Mumbai/New Delhi: The financial services-to-telecom and retail conglomerate Aditya Birla Group said on Friday that it has agreed to pick up a 27.5% stake in Living Media India Ltd, which publishes India Today magazine, marking a fresh bid to enter the media industry.

A file photo of Kumar Mangalam Birla

“The media sector is a sunrise sector from an investment point of view," Kumar Mangalam Birla, chairman, Aditya Birla Group, said in the statement. “I believe that Living Media India offers one of the best opportunities for growth and value creation."

Aroon Purie, chairman of Living Media India, said in the statement that the partnership with the Aditya Birla Group will enable the media house to “aggressively address the current and future potential of the Indian media business which is at a tipping point".

“The Aditya Birla Group with its strong leadership, global footprint, diversified business interests and its shared values of integrity, commitment and social responsibility make it a perfect fit with the India Today Group," Poorie added. Ambit Holdings Pvt. Ltd acted as the investment banker for the deal.

Mint had reported on 10 April that the Aditya Birla Group was believed to be in talks with the Aroon Purie-promoted company to buy a stake. He didn’t respond to phone calls and text messages as of press time. Ambit chief executive Ashok Wadhwa could not be reached on his cellphone.

Living Media owns the India Today Group of publications and has a 57.11% stake in TV Today Network Ltd, which is listed on the stock exchanges. TV Today runs the Aaj Tak and Headlines Today news channels.

The Aditya Birla Group previously tried its hand at the media and entertainment business with Applause Entertainment Pvt. Ltd in 2003. The firm was involved in television and film production, and made films such as Black and Dev, both of which featured Amitabh Bachchan. However, the business was shut in 2009.

TV Today, which announced its results for fiscal 2011-12 on Friday, rose 0.84% on BSE to close at 54. The benchmark Sensex gained 0.51% to end at 16,152.75 points.

TV Today’s net profit dropped 15.29% year-on-year to 10.52 crore. Total income from operations rose to 308.43 crore from 293.37 crore.

This is the second significant acquisition announced by the Aditya Birla Group in a month’s span. On 30 April, the $35 billion conglomerate by revenue announced that it was acquiring a majority stake in the Pantaloons retail chain from the Kishore Biyani-promoted Future Group for 1,600 crore.

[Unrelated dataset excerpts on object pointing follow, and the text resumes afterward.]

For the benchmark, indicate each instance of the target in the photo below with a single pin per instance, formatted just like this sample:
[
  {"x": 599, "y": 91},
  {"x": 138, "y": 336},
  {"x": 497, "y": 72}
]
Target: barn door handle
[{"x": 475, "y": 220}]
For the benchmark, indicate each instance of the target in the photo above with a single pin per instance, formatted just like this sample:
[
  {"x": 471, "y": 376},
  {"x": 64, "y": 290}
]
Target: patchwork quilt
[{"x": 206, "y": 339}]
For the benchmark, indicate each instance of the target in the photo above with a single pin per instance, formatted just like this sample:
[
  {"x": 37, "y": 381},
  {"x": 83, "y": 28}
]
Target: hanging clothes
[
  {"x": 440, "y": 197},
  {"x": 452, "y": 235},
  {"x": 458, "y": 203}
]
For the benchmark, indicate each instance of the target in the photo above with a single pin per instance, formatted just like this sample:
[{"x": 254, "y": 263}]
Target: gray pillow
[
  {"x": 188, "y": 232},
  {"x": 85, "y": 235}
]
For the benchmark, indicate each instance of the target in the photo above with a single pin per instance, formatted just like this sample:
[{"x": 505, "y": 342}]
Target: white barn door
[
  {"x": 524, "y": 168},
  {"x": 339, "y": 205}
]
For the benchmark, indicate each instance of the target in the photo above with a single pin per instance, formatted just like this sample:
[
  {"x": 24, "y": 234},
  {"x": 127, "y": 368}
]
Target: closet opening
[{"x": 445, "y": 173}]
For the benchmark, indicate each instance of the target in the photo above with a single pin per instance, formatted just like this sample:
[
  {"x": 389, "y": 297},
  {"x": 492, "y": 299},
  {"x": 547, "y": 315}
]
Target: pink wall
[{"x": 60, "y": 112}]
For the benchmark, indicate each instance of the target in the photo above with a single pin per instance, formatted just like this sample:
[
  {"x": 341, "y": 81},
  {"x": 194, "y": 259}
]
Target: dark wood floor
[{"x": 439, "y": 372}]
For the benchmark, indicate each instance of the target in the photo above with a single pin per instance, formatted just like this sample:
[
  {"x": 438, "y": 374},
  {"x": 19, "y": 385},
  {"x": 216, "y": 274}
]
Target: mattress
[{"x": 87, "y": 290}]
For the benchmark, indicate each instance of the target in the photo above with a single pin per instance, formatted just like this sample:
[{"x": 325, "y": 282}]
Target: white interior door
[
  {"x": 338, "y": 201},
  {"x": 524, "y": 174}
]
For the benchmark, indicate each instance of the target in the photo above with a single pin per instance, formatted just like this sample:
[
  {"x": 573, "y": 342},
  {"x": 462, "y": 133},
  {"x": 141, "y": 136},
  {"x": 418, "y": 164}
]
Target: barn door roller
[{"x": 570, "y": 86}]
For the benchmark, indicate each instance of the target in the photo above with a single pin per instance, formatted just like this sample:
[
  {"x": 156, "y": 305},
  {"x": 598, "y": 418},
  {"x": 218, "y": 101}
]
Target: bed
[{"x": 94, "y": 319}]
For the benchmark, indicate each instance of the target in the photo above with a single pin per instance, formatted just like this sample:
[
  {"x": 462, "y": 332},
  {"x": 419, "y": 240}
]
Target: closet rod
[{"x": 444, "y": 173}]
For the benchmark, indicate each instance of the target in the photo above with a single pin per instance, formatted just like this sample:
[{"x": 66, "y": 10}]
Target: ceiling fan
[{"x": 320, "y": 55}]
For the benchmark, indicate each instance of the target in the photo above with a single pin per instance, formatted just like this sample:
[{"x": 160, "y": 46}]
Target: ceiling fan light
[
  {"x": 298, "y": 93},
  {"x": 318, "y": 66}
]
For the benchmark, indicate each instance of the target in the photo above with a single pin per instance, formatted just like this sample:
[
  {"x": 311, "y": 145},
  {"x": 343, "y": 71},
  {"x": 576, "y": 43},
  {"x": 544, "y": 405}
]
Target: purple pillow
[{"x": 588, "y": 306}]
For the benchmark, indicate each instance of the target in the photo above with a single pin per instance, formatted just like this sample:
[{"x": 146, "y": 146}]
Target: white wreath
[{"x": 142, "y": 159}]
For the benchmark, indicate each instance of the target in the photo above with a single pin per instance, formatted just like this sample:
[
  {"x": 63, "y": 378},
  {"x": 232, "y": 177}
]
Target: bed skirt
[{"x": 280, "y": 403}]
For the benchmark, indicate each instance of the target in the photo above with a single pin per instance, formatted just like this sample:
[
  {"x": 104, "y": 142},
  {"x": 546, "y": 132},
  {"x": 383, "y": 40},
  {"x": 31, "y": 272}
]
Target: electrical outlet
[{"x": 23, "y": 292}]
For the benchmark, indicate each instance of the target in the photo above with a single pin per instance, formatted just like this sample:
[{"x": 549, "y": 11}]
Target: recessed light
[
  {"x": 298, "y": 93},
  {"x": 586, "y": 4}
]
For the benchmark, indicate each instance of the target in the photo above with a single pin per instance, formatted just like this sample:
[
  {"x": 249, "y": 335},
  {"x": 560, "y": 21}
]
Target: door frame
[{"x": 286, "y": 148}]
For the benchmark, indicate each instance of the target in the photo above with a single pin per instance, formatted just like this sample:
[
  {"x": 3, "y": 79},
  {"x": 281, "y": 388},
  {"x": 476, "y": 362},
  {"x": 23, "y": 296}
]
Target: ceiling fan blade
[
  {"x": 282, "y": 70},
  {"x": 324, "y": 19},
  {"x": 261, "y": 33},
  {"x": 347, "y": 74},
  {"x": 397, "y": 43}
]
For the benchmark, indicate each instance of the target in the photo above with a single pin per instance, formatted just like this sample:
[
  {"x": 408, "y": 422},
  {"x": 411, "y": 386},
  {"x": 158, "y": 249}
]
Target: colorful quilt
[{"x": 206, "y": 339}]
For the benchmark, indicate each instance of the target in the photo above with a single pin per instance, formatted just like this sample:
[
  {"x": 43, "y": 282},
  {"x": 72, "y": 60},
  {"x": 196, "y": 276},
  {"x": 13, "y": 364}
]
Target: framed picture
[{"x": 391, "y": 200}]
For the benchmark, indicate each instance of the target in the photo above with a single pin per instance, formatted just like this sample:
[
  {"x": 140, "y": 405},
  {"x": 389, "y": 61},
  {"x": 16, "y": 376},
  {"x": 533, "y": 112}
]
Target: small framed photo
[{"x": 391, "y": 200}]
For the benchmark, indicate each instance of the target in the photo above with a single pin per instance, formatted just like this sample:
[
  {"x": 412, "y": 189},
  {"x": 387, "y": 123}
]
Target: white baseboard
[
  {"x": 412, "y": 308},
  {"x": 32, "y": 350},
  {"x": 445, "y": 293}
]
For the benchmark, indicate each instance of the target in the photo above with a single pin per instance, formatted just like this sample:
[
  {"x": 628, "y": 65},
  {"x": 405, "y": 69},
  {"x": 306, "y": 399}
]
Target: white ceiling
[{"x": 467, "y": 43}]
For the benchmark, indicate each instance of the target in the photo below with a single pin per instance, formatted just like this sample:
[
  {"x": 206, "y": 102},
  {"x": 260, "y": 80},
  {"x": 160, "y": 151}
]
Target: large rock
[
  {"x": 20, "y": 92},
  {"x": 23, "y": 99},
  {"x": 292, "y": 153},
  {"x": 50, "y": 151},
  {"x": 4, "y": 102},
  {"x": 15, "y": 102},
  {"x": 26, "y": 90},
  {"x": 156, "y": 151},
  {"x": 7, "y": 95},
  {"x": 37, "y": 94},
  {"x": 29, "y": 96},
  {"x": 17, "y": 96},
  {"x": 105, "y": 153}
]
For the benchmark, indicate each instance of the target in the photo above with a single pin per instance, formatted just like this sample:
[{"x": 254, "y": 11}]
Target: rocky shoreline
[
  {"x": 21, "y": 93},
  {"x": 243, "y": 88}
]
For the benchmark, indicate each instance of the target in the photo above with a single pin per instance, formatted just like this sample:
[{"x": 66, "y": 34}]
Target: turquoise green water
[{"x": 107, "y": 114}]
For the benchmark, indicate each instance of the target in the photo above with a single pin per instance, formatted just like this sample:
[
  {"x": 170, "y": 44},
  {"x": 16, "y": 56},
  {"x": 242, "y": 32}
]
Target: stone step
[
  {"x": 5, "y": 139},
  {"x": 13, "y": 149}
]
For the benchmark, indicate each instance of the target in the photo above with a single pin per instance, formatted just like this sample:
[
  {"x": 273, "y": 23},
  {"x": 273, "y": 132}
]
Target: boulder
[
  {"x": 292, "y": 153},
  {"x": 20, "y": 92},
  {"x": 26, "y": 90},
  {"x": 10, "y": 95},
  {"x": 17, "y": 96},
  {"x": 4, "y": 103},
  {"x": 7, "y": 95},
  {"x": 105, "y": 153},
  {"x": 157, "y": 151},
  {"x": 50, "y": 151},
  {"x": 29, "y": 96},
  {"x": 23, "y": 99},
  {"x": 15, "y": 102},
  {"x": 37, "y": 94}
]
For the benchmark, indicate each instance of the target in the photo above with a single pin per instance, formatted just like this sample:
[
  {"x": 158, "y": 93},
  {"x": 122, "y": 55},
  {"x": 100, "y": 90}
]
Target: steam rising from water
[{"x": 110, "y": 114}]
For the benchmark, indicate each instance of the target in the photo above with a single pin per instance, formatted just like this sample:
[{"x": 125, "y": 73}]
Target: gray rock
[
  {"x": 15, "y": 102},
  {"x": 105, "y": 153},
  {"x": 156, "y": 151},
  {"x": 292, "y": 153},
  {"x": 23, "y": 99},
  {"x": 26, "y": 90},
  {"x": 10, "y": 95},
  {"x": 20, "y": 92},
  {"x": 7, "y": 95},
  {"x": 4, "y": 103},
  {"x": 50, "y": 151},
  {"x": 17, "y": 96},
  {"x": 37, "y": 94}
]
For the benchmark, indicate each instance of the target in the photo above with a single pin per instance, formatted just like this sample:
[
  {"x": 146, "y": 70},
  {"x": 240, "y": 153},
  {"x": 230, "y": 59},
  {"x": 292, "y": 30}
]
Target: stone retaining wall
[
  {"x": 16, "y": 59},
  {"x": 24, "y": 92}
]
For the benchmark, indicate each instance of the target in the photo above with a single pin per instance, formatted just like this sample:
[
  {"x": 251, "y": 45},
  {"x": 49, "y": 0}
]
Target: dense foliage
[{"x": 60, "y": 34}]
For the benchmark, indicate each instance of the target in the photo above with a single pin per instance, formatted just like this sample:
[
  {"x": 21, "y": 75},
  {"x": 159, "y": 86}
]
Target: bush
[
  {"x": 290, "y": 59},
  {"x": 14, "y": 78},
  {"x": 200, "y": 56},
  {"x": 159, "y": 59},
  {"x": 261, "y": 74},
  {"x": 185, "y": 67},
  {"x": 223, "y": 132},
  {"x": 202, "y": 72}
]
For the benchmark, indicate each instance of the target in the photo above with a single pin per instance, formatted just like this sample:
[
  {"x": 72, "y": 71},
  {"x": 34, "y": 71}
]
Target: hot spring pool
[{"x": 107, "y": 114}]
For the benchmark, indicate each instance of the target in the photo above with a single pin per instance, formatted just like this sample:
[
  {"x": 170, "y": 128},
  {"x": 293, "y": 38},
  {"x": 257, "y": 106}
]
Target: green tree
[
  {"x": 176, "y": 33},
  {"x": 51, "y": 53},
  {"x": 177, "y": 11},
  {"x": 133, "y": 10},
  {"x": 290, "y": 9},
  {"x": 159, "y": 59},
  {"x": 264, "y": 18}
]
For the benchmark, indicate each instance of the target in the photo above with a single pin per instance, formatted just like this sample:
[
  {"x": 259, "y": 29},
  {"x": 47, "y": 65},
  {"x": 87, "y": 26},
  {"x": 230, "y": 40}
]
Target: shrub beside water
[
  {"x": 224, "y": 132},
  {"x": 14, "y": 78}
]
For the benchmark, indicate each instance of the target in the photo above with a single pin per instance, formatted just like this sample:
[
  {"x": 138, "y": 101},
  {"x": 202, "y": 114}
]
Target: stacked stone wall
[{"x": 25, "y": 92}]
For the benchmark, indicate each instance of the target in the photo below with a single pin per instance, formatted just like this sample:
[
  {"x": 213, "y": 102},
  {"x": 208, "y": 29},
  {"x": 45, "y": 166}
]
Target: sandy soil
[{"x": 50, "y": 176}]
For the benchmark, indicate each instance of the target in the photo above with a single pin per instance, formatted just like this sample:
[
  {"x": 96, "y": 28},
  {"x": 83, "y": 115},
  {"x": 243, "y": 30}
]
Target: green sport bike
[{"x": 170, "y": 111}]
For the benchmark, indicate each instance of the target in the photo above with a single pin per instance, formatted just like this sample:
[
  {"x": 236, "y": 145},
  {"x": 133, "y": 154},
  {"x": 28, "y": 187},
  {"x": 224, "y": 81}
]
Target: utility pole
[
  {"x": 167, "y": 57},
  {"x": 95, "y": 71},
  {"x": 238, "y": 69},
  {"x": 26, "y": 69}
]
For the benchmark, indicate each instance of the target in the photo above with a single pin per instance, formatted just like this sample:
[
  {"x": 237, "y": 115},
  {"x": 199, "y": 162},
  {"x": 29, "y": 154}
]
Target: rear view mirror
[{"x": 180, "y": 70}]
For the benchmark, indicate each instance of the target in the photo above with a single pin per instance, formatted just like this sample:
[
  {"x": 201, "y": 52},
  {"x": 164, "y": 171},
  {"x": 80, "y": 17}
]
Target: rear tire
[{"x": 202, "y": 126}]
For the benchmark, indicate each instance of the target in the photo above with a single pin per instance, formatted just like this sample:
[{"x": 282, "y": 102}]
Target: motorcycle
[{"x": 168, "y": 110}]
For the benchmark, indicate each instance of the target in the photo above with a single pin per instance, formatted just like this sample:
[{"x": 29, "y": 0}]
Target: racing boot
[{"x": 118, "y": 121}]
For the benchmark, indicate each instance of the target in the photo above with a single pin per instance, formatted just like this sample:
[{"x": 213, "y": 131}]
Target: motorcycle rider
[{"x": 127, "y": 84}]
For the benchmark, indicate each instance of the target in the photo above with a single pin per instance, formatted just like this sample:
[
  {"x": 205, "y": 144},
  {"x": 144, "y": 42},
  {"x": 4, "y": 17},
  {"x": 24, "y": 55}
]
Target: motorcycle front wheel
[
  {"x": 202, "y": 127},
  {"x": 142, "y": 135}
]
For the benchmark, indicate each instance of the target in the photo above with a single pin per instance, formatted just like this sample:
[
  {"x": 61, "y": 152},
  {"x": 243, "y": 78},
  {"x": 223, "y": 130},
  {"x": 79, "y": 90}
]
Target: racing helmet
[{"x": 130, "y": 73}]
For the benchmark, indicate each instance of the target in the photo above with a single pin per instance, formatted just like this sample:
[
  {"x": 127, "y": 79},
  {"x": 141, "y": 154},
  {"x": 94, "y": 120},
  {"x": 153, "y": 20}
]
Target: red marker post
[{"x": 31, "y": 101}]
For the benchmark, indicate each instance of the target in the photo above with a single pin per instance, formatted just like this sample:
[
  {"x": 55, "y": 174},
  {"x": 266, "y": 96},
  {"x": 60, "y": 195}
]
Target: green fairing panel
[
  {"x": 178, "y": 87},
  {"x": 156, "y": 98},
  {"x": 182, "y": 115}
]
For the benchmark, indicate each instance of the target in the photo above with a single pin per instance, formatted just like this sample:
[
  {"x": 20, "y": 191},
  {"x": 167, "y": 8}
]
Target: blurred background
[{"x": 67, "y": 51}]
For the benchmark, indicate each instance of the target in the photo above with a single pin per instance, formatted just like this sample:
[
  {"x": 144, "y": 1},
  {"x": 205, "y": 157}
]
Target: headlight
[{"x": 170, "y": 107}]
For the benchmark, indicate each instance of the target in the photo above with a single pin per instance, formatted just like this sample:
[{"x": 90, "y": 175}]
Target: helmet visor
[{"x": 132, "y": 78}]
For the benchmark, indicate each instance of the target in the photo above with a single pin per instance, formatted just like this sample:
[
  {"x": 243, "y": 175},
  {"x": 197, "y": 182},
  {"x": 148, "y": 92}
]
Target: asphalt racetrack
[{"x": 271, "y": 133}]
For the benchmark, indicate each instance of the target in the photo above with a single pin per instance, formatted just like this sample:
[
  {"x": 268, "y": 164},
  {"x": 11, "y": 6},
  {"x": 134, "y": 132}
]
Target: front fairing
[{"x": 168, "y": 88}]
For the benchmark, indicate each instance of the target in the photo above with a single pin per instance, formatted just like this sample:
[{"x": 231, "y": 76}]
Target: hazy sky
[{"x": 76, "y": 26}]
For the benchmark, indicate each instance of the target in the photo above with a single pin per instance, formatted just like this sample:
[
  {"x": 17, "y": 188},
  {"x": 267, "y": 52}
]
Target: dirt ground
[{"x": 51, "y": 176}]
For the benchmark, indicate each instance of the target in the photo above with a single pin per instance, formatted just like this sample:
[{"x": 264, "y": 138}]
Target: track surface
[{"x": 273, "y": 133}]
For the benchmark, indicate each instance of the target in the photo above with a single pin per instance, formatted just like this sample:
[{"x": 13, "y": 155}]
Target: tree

With a stake in Living Media, the Aditya Birla Group will join other conglomerates such as Mukesh Ambani’s Reliance Industries Ltd (RIL) and his younger brother Anil Ambani’s Reliance Group that have invested in media companies.

“The news and publishing space interests corporates simply for the edge it gives their companies," said a media analyst who didn’t want to be named. “Living Media has been looking for funds for its television news business (TV Today Network) given that they have been losing advertising revenue to rival channels."

RIL, through group companies, had investments worth 2,600 crore in various channels of Hyderabad-based Eenadu Group. On 3 January, RIL announced that a part of its investment in the ETV channels of the Eenadu Group was being divested to Raghav Bahl-promoted TV18 Broadcast Ltd. In turn, RIL’s subsidiary Infotel Broadband Services Pvt. Ltd entered into an agreement with TV18 and Network18 Media and Investments Ltd for preferential access to all their content for distribution through the fourth-generation broadband network being set up by Infotel.

RIL, through a trust, will also help Bahl’s companies finance the acquisition by subscribing to a rights issue for equity shares of TV18 and Network18. The entire transaction is valued at 4,000 crore.

Anil Ambani’s Reliance Group is a key stakeholder in the company that runs the Bloomberg UTV news channel and its group companies operate other entertainment channels and radio stations as well.